いかがでしたでしょうか?キャッチコピーのテクニックは掘り下げればもっと深いのですが、普段から新聞や電車の中刷り、広告、他のショップなどを見て、考えるクセをつけると良いでしょう。また、お客様の声をしっかりと理解することで、より一層心を掴めるキャッチコピーを作ることができるようになりますので、少しずつ挑戦してみましょう。
商品ページは「ショップの看板」であり、
「24時間無休で働く敏腕営業マン」
さて、
以前の記事でもお話しましたが、お客様が商品にたどり着く順番を“トップページ→カテゴリーページ→商品ページ”だと思っている方も多いようですが、実際は、商品を調べたりメルマガや広告をクリックするなどして、商品ページから入ってくるパターンが大半です。ですので、商品ページは“
お店の看板”と“
24時間無休で働く敏腕営業マン”の2つの役割を果たす必要があります。
“お店の看板”という観点では、トップページの要素と同様、「看板」「ショップの特徴」「回遊性」を入れることが基本です。ところが、トップページに看板があっても商品ページにはなかったり、他のページにつながらないショップを多々見かけます。最低限、ショップの特徴が入った看板と、ナビゲーションは付けるようにしましょう。ナビゲーションは、看板の下に「トップ」「お支払い・送料」「買い物かご」「会社概要」「店長の部屋」などを置き、商品のカテゴリー毎に分けたラインナップや企画へのナビゲーションは、左側に置く(レフトナビ)のが基本形です。
買い回りの導線がわかりやすい商品ページ(「A HAPPY MARILYN」)
次に、商品ページを“24時間無休で働く敏腕営業マン”に変えるにはどうしたら良いのでしょうか?まずは、「売る場」ではなく「買う気にさせる場」である事を意識しましょう。接客の姿勢を忘れないようにするということですが、ページでの接客には
「わかりやすい」「親しみやすい」「行動を起こさせる」という3原則があり、商品の情報をどのように伝えるかが大切です。

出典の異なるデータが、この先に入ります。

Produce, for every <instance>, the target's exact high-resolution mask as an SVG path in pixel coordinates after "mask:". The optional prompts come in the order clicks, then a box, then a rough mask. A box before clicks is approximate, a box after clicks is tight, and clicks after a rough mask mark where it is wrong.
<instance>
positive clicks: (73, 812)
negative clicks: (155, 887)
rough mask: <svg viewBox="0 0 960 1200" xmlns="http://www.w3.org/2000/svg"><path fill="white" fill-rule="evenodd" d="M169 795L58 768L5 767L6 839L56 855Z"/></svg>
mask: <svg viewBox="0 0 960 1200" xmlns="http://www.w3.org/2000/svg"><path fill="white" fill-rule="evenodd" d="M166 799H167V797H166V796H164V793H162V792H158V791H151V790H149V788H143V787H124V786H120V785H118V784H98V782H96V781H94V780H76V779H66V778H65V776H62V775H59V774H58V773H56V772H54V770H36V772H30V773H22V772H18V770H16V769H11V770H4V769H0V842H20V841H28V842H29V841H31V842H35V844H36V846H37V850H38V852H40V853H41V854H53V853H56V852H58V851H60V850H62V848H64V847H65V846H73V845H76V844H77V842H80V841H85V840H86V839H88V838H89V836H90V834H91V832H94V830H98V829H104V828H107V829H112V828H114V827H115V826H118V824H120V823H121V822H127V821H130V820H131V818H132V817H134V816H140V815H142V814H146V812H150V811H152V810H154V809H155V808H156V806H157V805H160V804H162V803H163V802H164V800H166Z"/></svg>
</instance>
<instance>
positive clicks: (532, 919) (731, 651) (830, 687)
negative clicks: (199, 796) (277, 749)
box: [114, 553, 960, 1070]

前述のキャッチコピーの時に、お客様のパターン別に作成した商品のメリット・デメリットをもう一度見てみましょう。細かい形状やショップとしておすすめしたいポイントをいくら羅列しても、押し付けがましくて共感されない内容では、買いたいと思わせることはできませんので、お客様のメリットになることを中心に。また、スムーズに買い物を完了していただけるよう、ページの下に「決済」「配送」「問い合わせ先」などを記載し、無駄な回遊をして離脱されないような工夫も必要です。

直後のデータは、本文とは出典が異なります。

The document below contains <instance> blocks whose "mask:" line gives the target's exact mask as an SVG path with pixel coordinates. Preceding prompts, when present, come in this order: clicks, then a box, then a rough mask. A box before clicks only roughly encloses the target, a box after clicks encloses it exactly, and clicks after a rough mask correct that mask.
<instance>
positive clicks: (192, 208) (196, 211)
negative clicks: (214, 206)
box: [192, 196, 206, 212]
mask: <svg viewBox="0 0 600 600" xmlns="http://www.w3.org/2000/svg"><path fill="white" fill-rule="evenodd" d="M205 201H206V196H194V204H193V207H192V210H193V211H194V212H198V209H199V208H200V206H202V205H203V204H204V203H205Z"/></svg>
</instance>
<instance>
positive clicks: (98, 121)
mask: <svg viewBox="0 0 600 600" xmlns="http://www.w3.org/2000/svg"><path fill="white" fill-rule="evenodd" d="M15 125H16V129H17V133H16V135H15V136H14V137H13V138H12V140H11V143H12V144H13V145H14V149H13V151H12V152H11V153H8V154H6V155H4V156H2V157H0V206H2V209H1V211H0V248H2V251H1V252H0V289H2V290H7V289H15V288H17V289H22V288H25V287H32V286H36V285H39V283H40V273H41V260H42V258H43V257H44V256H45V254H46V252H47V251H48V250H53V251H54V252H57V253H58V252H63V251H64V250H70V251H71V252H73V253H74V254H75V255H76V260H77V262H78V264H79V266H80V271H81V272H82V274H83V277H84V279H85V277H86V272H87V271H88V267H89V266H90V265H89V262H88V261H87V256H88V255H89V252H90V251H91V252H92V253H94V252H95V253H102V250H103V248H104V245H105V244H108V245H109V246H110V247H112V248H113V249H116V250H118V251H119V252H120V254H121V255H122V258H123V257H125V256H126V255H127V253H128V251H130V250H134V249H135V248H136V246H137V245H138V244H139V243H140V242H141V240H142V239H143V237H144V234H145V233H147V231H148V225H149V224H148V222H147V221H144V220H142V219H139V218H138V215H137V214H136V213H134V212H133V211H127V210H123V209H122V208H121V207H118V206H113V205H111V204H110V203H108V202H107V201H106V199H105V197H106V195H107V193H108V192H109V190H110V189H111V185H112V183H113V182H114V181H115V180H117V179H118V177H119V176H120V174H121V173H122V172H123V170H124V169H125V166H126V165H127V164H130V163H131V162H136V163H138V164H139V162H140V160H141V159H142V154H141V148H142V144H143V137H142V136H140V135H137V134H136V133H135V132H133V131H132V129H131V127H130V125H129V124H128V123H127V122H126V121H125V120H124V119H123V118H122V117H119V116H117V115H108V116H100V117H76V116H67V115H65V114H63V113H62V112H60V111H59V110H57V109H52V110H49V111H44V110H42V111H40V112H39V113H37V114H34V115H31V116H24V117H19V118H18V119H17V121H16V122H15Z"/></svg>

ページ全体の流れについては、「購買心理の10ステップ」の流れに沿ってストーリー立てた構成を心掛けましょう。
・キャッチコピーで、お客様の心を刺激する言葉で興味を引く。
・その商品を買うと、どんないいことが待っているかを想像させる。
・他ではなく、自分のショップで買ってもらうことを決めてもらう。
・限定感を出して、購入ボタンを押してもらう。
次に、さらに買い回り(併売)を推進するテクニックです。
買い物かごの周りや、完了画面に他のお勧め商品のリンクを画像付きで貼りましょう。その際に“1万円以上お買い上げの場合送料無料”などの施策を行っているとしたら、商品リンクの下などにその旨を記載します。他の商品も一緒に買った方がおトク!という気持ちになってもらうことで、購入していただくチャンスが格段に広がります。

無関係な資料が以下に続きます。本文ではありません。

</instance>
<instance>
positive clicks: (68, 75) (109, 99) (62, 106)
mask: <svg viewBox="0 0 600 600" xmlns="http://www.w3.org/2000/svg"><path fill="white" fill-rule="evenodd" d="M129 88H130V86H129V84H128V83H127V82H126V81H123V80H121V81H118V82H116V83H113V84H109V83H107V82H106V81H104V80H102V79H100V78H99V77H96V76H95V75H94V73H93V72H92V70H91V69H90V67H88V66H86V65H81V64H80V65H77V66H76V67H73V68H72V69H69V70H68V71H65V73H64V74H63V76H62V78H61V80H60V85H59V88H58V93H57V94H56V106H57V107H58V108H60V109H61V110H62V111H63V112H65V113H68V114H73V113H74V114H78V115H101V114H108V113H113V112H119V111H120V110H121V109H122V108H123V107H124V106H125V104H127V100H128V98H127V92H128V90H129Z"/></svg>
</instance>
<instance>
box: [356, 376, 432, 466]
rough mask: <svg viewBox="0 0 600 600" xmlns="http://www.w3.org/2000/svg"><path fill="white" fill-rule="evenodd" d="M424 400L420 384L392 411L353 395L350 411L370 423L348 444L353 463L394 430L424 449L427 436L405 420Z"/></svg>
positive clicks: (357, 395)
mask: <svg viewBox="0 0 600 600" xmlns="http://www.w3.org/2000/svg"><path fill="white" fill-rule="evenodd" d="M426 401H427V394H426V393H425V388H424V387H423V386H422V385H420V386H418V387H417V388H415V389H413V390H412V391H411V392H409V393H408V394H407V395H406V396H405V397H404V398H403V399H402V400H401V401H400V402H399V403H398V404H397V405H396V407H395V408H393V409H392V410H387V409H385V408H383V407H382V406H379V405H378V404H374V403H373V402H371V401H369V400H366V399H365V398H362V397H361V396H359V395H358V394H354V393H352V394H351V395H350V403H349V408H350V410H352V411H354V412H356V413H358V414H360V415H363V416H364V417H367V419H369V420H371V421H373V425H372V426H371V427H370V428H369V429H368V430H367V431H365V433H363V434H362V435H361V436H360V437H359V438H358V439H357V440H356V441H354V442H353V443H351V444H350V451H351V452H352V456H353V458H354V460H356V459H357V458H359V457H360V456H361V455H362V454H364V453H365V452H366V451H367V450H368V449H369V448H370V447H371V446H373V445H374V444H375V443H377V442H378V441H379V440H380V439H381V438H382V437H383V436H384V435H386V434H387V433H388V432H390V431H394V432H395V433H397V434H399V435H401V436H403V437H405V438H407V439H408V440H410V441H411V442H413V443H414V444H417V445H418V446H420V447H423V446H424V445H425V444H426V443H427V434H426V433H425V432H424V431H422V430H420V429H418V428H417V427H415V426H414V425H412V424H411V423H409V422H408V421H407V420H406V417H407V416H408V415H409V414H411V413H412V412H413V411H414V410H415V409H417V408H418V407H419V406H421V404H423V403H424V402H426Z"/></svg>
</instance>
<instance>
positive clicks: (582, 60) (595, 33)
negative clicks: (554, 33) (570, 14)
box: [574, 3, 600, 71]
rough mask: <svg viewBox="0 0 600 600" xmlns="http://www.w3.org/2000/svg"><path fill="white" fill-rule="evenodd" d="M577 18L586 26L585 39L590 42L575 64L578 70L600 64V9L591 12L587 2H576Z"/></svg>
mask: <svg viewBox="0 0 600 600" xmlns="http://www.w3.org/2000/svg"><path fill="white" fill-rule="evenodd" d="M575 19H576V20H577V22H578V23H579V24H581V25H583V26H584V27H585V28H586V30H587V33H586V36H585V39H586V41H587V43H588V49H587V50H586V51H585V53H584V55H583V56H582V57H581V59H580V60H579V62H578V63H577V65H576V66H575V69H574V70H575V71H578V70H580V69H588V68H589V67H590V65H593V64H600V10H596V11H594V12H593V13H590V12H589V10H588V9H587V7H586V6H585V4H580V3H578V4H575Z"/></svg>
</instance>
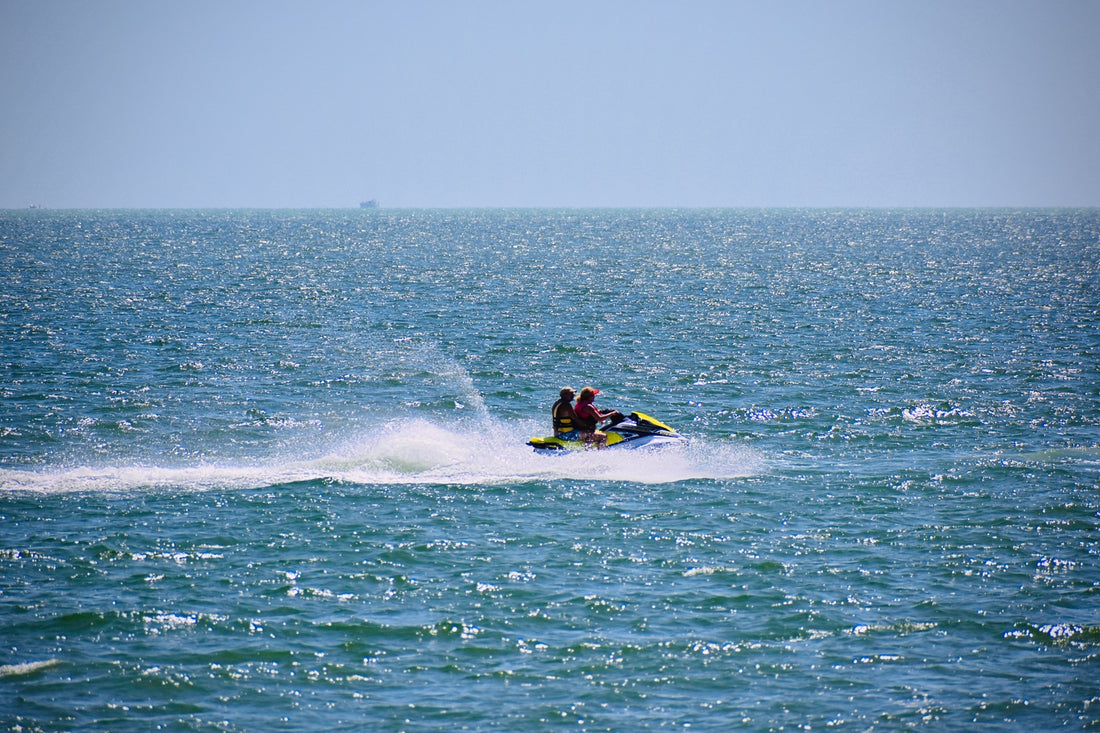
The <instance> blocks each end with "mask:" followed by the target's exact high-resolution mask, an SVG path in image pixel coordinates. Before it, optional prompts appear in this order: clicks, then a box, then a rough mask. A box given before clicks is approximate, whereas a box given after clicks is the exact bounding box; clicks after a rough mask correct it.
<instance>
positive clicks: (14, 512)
mask: <svg viewBox="0 0 1100 733" xmlns="http://www.w3.org/2000/svg"><path fill="white" fill-rule="evenodd" d="M1098 263H1100V212H1098V211H1096V210H1034V211H1009V210H946V211H931V210H930V211H860V210H848V211H780V210H774V211H768V210H766V211H736V210H730V211H672V210H663V211H662V210H654V211H641V210H639V211H385V210H381V211H9V212H0V281H2V282H3V283H4V286H3V288H0V289H2V292H0V336H2V341H0V347H2V359H0V368H2V370H3V378H2V382H0V523H2V524H0V568H2V569H0V720H2V721H3V723H4V726H5V727H10V729H22V730H38V729H43V730H112V731H113V730H141V731H144V730H153V729H155V727H165V729H169V730H208V729H212V730H301V729H332V730H509V731H511V730H551V729H570V730H592V731H602V730H614V731H618V730H626V729H631V727H634V729H642V730H656V729H664V727H668V729H689V727H690V729H692V730H715V731H717V730H729V729H730V727H741V729H746V730H791V729H839V730H859V731H864V730H899V729H931V730H960V729H969V727H974V726H976V725H979V724H980V725H982V726H986V727H1001V729H1003V730H1018V729H1020V727H1021V726H1032V727H1038V729H1042V730H1046V729H1053V727H1068V729H1070V730H1077V729H1089V727H1097V726H1100V713H1098V709H1100V681H1098V680H1100V664H1098V654H1100V569H1098V553H1100V535H1098V528H1100V485H1098V484H1100V297H1098V293H1100V288H1098V285H1100V264H1098ZM562 384H572V385H573V386H575V387H580V386H583V385H584V384H593V385H595V386H598V387H599V389H601V391H602V392H601V401H599V403H601V404H602V406H604V407H616V408H620V409H624V411H626V409H639V411H642V412H646V413H650V414H653V415H657V416H658V417H660V418H661V419H664V420H665V422H668V423H670V424H671V425H673V426H675V427H676V428H679V429H680V430H681V431H682V433H684V434H685V435H687V436H689V437H691V439H692V441H691V444H690V445H689V446H687V447H685V448H684V449H682V450H672V451H671V452H668V451H667V452H660V453H629V452H621V453H616V452H615V451H612V450H608V451H605V452H601V453H595V452H588V453H582V455H571V456H566V457H555V458H551V457H543V456H536V455H533V453H532V452H531V451H530V449H529V448H527V447H526V446H525V441H526V439H527V438H528V437H530V436H532V435H541V434H544V433H546V431H547V429H548V427H549V425H548V423H549V419H548V408H549V404H550V403H551V402H552V400H553V398H554V397H555V395H557V392H558V389H559V387H560V386H561V385H562Z"/></svg>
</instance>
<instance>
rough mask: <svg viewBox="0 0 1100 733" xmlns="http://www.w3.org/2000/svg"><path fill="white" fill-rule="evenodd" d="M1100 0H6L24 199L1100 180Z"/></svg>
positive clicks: (903, 185) (7, 81) (789, 192)
mask: <svg viewBox="0 0 1100 733" xmlns="http://www.w3.org/2000/svg"><path fill="white" fill-rule="evenodd" d="M1098 39H1100V0H1033V1H1032V0H945V1H938V0H911V1H897V2H891V1H889V0H859V1H857V0H806V1H785V0H778V1H764V0H760V1H758V2H742V1H738V0H714V1H709V0H678V1H673V0H668V1H663V2H657V1H647V0H630V1H621V2H599V1H598V0H590V1H573V0H564V1H563V0H553V1H552V2H551V1H548V2H541V3H536V2H527V1H520V0H500V1H498V2H497V1H480V0H478V1H470V2H463V1H460V0H448V1H438V2H427V1H426V2H418V1H416V0H409V1H406V0H385V1H377V2H375V1H371V0H362V1H356V2H351V1H342V0H326V1H319V2H306V1H305V0H303V1H301V2H279V1H271V0H262V1H261V0H255V1H251V0H210V1H206V0H189V1H187V2H169V1H168V0H113V1H112V0H96V1H91V0H0V207H10V208H22V207H25V206H29V205H31V204H37V205H41V206H45V207H58V208H61V207H345V206H356V205H357V204H359V201H360V200H362V199H366V198H377V199H378V200H379V203H381V204H382V205H383V206H392V207H466V206H476V207H483V206H521V207H526V206H550V207H557V206H564V207H590V206H591V207H620V206H623V207H635V206H641V207H649V206H826V207H827V206H1100V41H1098Z"/></svg>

また最近では、購入履歴や商品の形状などから自動的に商品をお勧めするリコメンド機能のサービスがあるので、それを活用するのも非常に効果的ですね。
今回多くのテクニックを紹介しましたが、答えは一通りではありません。一つの商品でも様々なパターンが考えられますので、売れているショップを見ながら、いろいろ挑戦してみてください。